Essa estranha conversa transcrita acima fica bem mais compreensível quando se a escuta na voz de Cleonice Berardinelli no CD (o vento lá forapoesia), onde ela e Maria Bethânia declamam poemas de Fernando Pessoa. Nesse trecho, Berardinelli faz uma parada para entender a ordem da leitura e corrige a pronúncia do neologismo “furia”, que inicia o poema: “Furia o vento lá fora”. Bethânia pensava que era fúria, e a professora esclarece o uso poético de Pessoa, esse inventador de sentidos. Em seguida, ela faz esse comentário, com sua voz ao mesmo tempo forte – furiando os versos, diria o poeta? – doce e cheia de amor pela poesia. A gente ouve o poema e sabe que Cleonice está dizendo junto “me escuta, escuta bem, prest’atenção”.

Eu nunca fui ouvinte de Bethânia, nunca gostei da sua voz nem do seu jeito de cantar. Que fazer? Sei que parece um disparate, mas há quem não goste de Fernando Pessoa. Houve ainda aquele caso do financiamento para o seu site, enfim, não a tinha em boa conta. Mas, quando ouvi falar desse seu projeto com a profª Cleonice Berardinelli, minha garganta começou a agulhar-se de ansiedade. Agora ele está cá comigo, girando no aparelho sob o laser, e só posso dizer que a voz de Maria Bethânia foi feita para a poesia. Poderia até dizer de alguns deslizes, às vezes causados pela interpretação da sintaxe, pois os versos não só podem brincar com a desordem das coisas como podem desobedecer a gramática, mas o jeito como elas fizeram, comentando e relendo, leva-nos mais perto da poesia do jeito que ela é.

Ler tem disso, a gente lê enquanto interpreta, sobretudo a poesia – ou se faz aquela coisa mecânica, que eu, muitas vezes, faço nas aulas por ter não ter jeito pra coisa, ou se usa a voz para mostrar o que o poema realmente diz, escondido nas palavras.
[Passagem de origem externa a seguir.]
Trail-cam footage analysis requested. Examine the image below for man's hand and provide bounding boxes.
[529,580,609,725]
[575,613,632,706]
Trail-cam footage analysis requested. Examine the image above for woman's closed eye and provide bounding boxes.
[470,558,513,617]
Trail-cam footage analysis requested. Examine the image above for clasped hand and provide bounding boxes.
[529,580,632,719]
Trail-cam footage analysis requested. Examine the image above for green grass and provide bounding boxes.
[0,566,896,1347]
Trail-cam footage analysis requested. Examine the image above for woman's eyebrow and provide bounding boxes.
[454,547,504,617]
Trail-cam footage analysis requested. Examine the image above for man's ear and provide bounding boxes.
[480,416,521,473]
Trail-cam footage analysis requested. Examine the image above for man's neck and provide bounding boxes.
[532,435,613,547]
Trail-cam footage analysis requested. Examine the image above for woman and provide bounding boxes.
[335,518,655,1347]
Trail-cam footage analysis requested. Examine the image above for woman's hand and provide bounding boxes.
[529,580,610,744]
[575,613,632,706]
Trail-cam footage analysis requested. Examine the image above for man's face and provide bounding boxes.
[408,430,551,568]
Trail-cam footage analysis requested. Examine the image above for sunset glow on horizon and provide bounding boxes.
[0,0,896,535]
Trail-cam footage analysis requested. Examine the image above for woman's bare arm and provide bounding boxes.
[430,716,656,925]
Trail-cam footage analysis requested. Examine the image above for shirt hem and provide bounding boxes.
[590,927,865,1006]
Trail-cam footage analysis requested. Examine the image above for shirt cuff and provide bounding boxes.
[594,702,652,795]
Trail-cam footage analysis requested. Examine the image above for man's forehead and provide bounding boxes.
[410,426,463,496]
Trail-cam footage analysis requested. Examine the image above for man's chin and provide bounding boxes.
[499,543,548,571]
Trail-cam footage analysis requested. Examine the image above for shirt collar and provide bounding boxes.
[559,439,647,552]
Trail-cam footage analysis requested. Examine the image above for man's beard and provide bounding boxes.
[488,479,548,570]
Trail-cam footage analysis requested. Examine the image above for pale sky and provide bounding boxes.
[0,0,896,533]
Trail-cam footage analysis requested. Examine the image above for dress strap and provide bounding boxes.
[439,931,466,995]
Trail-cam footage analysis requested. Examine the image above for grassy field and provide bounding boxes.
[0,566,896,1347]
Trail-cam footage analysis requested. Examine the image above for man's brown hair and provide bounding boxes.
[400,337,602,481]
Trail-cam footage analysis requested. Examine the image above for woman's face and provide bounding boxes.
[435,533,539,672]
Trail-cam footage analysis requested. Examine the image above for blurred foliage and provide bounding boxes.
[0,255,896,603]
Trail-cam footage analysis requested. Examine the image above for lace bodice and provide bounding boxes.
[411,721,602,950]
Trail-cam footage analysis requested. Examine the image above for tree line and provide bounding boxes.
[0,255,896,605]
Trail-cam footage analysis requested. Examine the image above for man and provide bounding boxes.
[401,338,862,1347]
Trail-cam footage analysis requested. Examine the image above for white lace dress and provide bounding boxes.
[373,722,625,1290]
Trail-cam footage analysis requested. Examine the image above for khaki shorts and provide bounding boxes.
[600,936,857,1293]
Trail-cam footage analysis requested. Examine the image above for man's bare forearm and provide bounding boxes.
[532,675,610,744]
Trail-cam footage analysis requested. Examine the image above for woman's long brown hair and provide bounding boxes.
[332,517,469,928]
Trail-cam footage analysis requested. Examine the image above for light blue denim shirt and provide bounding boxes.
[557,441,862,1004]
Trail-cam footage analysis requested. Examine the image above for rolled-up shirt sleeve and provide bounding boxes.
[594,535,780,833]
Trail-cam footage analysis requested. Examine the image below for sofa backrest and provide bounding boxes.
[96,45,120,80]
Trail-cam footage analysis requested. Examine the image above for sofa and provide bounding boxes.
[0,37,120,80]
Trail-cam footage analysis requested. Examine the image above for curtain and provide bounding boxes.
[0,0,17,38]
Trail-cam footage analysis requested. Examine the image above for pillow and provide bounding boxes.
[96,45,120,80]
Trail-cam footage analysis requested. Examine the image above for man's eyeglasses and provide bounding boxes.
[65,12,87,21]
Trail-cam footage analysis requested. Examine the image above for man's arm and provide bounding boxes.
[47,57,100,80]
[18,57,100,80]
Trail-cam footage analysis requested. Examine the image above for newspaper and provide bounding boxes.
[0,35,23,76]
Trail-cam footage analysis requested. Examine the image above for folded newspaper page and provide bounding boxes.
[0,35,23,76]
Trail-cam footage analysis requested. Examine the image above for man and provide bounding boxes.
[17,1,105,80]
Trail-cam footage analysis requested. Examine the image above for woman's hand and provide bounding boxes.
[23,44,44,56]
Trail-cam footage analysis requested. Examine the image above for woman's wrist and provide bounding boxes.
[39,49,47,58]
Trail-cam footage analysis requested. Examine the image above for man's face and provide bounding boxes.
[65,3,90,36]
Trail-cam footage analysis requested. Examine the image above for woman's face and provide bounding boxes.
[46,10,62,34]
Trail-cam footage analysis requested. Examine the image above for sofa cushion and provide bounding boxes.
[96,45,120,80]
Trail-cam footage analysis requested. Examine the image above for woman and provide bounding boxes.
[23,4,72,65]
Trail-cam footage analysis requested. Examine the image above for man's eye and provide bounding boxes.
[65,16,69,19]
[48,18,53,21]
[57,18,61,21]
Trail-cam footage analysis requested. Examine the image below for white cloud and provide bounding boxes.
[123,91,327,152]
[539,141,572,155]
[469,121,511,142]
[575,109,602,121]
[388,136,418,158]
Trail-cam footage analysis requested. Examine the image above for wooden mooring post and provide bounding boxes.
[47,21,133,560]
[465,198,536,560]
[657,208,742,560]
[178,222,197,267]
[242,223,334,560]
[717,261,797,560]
E é isso que os leitores de poesia precisam saber: o poema muitas vezes se esconde nas palavras. E é preciso “ler” para encontrar aquilo que ele diz só pra nós, para cada um de nós de um jeito diferente, como se olhasse no nosso olho. O poema às vezes nos conhece bem, e é sendo assim nosso velho conhecido que mais ele nos aponta.

Da leitura do CD, fiquei com vontade de me encharcar de poesia, de beber até tontear. Fui atrás do Estrela da vida inteira, do Manuel, do Amargos como os frutos, da Ana Paula Tavares, do Navegação de acaso, do Nuno Júdice, do Poesia fora da estante… e queria mais. Entrei no Facebook para buscar uma antiga postagem onde eu citava um poeta e então lá estava alguém declamando um poema da Ana Elisa Ribeiro, do Anzol de Pescar infernos… Delícia!

Li. Lambuzei-me de poemas. Não cheguei à conclusão nenhuma e voltei ao CD. O que é a poesia, então, segundo o poema? É não poder dividir-se das palavras, é ser vento e ar – soprar-se e ser, soprar no ouvido do leitor o pensamento que o leitor pensa é dele, e ser ao mesmo tempo palavra e não dito, palavra e sombra da palavra e luz da palavra. Poesia é o vento que embaralha o cabelo, fecha nossos olhos e penetra na gente, ar que a gente respira e nem sente, mas que falta. Poesia é… (sopro).

₁ DEBELLIAN, Marcio. (o vento lá fora). Cleonice Berardinelli , Maria Bethânia e a poesia de Fernando Pessoa. CD e DVD. Quitanda, 2015.